Однако, с полным доверием принимая лозунговую литературу и все другие виды искусства того же толка, одновременно я склонялась душой к истинной — гуманистической — культуре.
В первые послевоенные годы для нас — нескольких одноклассниц — наступило время великих открытий: симфонической музыки — Чайковского, Бетховена, Грига; художников — Левитана, Нестерова, Врубеля, Ренуара; скульпторов — Паоло Трубецкого, Родена; по рукам ходили тома Хемингуэя, Олдингтона, Роллана, Бунина, Куприна; мы узнали Блока, Есенина, раннего Маяковского, Ахматову, Гумилева. Ахматову и Гумилева в ту пору не издавали, но еще попадались дореволюционные сборники их стихов, мы переписывали особенно полюбившиеся.
Новшество того времени — поэтические вечера поэтов-фронтовиков. Мы старались не пропустить ни одного вечера, на котором выступали Гудзенко, Межиров, Урин, Юлия Друнина, Вероника Тушнова. Вечера эти устраивались то в Политехническом, то в Комаудитории МГУ, то еще в каких-то залах. Две субботы в месяц двери Литературного института были открыты вечерами для всех желающих. Выступали студенты института, потом шло обсуждение их произведений, потом — уже в институтском садике — до самой ночи снова читались стихи… В Литинституте я впервые увидела и услышала совсем молодых тогда Солоухина, Коржавина, Елисеева…
Наташе я читала стихи этих поэтов. И про себя первые дни в тюрьме все твердила строки Евгения Елисеева:
Не найти дорог назад…
Правда, стихотворение было совсем о другом, но очень подходило под настроение:
Все, что стало вдруг ошибкой
Средь нестоящих забав,
Невеселую улыбку
Запечалило в губах…
Однажды, желая развлечь приунывших женщин, я предложила сплясать для них восточный танец. Получив согласие, накинула на плечи чью-то шаль, намотала на голову полотенце в виде тюрбана, отошла к параше (возле нее — у двери — было попросторнее) и принялась танцевать. Аккомпанировала себе, ударяя костяшками пальцев по донышку зеленой эмалированной кружки, которая должна была изображать бубен.
Внезапно заскрежетал замок, в камеру вошел старший надзиратель, сопровождаемый Шурой-Дурой (наверное, она его и привела).
— Кто стучал?!
Все словно онемели.
…Позже мне объяснили причину бурного гнева старшого: они очень боялись, что подследственные, по тюремной традиции, будут перестукиваться. Но сколько бы я тогда ни расспрашивала, никто не знал тюремной азбуки. Я решила, что эта традиция умерла, и это казалось вполне объяснимым: отпала надобность. В царских тюрьмах, бывало, сидели единомышленники, им было чтó сказать друг другу через тюремные стены; а если человек сидит за анекдот — зачем он станет стучать в соседнюю камеру?..

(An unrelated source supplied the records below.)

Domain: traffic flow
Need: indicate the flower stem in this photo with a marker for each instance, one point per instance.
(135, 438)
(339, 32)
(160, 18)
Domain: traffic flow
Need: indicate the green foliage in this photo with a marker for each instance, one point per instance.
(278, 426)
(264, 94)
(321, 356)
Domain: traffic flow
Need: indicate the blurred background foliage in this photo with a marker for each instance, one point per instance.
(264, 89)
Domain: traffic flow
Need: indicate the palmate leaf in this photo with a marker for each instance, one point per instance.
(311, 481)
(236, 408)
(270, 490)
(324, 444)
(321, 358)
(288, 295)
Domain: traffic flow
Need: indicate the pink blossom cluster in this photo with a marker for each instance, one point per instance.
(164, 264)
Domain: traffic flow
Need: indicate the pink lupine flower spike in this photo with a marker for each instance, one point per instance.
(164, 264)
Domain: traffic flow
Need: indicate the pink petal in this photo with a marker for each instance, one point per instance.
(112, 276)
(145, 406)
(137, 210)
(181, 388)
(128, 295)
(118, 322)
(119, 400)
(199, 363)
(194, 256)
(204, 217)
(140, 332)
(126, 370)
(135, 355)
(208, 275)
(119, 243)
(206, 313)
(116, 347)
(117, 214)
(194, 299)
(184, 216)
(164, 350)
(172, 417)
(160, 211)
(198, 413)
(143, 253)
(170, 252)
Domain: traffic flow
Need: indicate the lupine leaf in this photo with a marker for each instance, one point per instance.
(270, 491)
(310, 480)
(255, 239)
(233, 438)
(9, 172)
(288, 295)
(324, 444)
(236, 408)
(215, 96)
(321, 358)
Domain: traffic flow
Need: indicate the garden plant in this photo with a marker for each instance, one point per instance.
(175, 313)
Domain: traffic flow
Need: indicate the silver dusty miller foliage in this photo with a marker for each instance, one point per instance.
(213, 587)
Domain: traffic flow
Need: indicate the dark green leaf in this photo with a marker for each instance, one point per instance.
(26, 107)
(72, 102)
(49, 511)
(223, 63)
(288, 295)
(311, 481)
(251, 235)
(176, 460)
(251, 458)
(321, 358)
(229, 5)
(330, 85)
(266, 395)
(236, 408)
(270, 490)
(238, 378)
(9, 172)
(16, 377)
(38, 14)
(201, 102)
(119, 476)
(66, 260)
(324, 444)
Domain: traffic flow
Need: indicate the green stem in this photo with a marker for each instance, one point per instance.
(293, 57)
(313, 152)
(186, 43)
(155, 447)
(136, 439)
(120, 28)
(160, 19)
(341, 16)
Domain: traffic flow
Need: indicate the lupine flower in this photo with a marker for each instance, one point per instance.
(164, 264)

Так я думала тогда — и, оказывается, заблуждалась. Позже несколько человек уверили меня, что у них в камере перестукивались с соседями. Очевидно, так оно и было — иначе не влетел бы к нам с вытаращенными глазами старшóй…
— Спрашиваю, кто стучал?!
— Я.
— Ты? Кому?
— Никому…
— Как это — никому? Говори, в какую стену стучала?
Я испугалась: еще подумают, что справа или слева сидит мой сообщник, а черт его знает, кто там сидит, — может быть, шпионка!

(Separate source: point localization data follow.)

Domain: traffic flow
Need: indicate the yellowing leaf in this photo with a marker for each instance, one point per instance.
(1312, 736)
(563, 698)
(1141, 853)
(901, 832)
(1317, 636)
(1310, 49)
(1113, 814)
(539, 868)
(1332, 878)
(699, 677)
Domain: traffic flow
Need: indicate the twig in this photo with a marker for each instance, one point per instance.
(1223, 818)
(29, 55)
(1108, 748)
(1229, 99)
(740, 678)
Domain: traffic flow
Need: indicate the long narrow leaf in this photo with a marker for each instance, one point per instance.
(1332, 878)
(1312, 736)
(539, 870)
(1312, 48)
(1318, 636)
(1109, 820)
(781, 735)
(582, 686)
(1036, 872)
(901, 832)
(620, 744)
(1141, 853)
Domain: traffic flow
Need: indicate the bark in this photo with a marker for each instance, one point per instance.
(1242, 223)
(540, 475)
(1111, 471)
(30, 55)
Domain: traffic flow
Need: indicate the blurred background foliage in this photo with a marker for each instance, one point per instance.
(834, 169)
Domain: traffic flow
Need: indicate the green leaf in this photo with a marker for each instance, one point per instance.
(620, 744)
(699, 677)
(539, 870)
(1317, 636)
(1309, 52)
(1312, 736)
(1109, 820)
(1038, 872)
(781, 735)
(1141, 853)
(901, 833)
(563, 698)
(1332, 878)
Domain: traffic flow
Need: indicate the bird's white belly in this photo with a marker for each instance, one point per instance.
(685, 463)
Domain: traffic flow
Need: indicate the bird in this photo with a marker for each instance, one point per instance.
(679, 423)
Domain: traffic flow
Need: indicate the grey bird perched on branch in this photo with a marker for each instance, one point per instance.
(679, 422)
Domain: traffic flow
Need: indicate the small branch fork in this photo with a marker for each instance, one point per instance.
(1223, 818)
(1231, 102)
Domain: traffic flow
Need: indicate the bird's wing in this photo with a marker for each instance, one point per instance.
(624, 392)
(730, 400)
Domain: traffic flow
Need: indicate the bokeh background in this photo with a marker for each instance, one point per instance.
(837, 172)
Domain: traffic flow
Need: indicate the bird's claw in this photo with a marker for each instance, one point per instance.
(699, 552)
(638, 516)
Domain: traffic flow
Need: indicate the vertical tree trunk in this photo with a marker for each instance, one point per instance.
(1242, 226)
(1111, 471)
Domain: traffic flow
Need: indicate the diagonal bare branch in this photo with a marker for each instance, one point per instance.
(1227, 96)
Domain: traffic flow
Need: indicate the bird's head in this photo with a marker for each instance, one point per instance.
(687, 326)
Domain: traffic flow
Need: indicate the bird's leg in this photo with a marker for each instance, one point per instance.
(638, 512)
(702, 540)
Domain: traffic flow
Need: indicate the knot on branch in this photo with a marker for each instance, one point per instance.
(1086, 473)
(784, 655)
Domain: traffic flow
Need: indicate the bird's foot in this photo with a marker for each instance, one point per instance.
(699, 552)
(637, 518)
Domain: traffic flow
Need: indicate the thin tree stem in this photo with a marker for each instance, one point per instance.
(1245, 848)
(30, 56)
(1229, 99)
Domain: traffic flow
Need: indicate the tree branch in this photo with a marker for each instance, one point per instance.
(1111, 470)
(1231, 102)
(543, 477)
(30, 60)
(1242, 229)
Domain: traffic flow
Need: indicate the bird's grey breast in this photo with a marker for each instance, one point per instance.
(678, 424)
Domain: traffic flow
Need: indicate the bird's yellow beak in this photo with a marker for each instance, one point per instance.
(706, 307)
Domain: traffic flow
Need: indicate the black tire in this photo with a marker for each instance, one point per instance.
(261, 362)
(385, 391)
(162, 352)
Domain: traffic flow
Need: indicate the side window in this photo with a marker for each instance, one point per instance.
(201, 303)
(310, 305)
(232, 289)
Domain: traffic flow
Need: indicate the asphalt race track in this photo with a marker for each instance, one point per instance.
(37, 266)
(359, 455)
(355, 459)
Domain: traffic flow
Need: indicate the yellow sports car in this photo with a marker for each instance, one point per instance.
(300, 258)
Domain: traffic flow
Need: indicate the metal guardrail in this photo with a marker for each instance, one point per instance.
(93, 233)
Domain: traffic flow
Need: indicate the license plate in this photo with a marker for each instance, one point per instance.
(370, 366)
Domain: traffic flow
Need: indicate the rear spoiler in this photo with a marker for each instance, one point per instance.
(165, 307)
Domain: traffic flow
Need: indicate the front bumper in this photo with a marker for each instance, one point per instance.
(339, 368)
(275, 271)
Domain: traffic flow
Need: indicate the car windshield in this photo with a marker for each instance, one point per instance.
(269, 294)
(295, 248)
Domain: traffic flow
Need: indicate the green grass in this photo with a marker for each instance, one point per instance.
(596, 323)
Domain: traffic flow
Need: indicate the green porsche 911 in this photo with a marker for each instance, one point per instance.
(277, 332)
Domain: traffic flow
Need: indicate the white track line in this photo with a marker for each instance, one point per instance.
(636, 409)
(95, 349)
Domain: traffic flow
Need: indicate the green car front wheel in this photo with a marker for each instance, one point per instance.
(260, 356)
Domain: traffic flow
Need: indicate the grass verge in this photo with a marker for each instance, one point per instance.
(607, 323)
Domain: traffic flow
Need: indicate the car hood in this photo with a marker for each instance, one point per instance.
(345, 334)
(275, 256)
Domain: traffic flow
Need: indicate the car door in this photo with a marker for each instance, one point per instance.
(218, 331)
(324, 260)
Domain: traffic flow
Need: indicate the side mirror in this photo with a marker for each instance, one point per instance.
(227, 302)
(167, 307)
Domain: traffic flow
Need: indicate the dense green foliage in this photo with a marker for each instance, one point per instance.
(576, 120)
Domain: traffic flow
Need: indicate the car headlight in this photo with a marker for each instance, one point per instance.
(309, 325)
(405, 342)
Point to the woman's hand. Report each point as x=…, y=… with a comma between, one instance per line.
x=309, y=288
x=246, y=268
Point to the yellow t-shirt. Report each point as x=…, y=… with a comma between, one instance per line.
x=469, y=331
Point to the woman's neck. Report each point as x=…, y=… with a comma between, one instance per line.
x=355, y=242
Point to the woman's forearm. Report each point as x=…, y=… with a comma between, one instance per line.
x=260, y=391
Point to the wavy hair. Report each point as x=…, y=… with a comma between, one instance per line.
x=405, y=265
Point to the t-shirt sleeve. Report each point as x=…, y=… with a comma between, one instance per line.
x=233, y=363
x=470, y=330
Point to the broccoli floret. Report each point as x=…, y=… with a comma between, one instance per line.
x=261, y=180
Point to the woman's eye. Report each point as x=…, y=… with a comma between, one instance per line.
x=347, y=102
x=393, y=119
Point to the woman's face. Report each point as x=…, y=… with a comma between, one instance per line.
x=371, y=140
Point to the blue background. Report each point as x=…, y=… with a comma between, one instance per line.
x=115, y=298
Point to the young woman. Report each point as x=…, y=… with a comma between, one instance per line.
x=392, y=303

…Это было в начале моего нового бытия, я еще не изжила убеждения, что хотя некоторых — например, всех в нашей камере! — посадили случайно (все та же пресловутая теория щепок), но в основном сажают за дело…
— Ну?
Старшóй ждал, надо было что-то отвечать.
— Не в стену; я стучала по кружке.
Он слегка опешил:
— Зачем?
— Просто так, — не слишком находчиво пришла на выручку Наташа.

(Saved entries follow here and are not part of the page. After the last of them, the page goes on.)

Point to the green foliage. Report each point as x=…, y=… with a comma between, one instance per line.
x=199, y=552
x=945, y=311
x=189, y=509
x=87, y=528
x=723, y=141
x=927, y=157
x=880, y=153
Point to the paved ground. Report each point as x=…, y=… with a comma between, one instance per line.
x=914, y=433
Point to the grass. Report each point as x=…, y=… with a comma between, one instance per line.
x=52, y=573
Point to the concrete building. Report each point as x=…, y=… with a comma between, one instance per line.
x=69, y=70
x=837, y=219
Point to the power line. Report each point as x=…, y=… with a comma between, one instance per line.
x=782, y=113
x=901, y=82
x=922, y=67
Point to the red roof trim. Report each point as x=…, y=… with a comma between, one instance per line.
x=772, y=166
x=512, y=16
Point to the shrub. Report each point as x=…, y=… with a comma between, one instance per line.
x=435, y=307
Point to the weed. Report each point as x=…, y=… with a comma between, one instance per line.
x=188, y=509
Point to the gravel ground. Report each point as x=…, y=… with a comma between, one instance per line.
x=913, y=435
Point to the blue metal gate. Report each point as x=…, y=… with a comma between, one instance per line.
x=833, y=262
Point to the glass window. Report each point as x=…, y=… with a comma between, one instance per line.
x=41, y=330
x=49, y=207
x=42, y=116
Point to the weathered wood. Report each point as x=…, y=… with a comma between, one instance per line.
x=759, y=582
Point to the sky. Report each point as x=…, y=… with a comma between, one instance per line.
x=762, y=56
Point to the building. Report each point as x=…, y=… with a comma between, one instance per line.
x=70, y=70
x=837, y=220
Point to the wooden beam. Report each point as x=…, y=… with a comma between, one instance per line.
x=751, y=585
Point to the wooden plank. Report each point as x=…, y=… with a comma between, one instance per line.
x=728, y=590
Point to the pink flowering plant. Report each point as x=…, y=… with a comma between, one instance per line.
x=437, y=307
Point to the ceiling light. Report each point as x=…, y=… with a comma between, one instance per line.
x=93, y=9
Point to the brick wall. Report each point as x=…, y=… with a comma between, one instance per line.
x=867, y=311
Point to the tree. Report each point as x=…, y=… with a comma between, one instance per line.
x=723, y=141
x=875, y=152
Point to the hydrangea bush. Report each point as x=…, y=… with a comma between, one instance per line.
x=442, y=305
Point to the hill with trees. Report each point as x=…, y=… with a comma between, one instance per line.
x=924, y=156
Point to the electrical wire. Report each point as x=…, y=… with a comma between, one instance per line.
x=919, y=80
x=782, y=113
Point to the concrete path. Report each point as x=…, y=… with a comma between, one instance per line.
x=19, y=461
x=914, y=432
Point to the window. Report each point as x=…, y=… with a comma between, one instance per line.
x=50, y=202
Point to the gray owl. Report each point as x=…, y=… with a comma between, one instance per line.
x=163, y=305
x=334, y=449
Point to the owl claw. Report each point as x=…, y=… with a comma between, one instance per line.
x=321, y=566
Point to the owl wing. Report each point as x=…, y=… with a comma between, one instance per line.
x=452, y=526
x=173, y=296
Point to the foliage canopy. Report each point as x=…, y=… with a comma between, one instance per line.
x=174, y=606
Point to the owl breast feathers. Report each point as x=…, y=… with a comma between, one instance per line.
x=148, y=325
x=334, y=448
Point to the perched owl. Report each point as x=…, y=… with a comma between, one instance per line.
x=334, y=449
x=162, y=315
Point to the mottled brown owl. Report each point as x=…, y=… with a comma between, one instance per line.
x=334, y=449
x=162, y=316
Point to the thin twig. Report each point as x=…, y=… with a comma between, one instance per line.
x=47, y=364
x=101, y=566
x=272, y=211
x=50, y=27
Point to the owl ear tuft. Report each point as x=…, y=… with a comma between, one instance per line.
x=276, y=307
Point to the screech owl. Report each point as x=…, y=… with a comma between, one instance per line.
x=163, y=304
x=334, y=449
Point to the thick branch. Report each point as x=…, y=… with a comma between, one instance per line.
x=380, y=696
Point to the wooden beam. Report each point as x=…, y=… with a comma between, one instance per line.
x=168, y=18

Но он, не обратив на ее слова никакого внимания, сверлил меня взглядом.
Сказать правду: мол, танцевала, — не поверит. Да и кто это — нормальный — танцует в следственной тюрьме!..
Я стояла, потупившись, как двоечник у доски, вертела в руках свою злополучную кружку — и тут заметила на ее донышке, там, где эмаль была отбита, рыжие пятна ржавчины. Меня осенило:
— Я отбивала эмаль.
— Это еще для чего?
— Ржавчину очистить. Видите, все дно проржавело. — Он не перебивал, я перешла в наступление: — Если нельзя — тогда заменúте мне кружку: еще отравишься тут у вас!
Он взял кружку, заглянул в нее, передал Шуре:
— Заменúте… А чтоб в другой раз не стучали — закройте им форточку!
Шура кинулась выполнять приказание, форточка как-то противно чавкнула, надзиратели удалились.
Вот так номер!
Прошло несколько томительных минут. Никто не проронил ни слова, никто, кроме Наташи, не смотрел в мою сторону. На сколько закрыли форточку? На сутки? На неделю?.. Казалось, что в камере ощутимо сгущается духота.
В молчании женщин чувствовалось осуждение: мол, зачем надо было валять дурака; кому — танцы, а кому — сиди теперь без воздуха…
Я и сама кляла себя за легкомыслие, сидела, подперши щеки кулаками, думала, чем помочь горю. И — придумала.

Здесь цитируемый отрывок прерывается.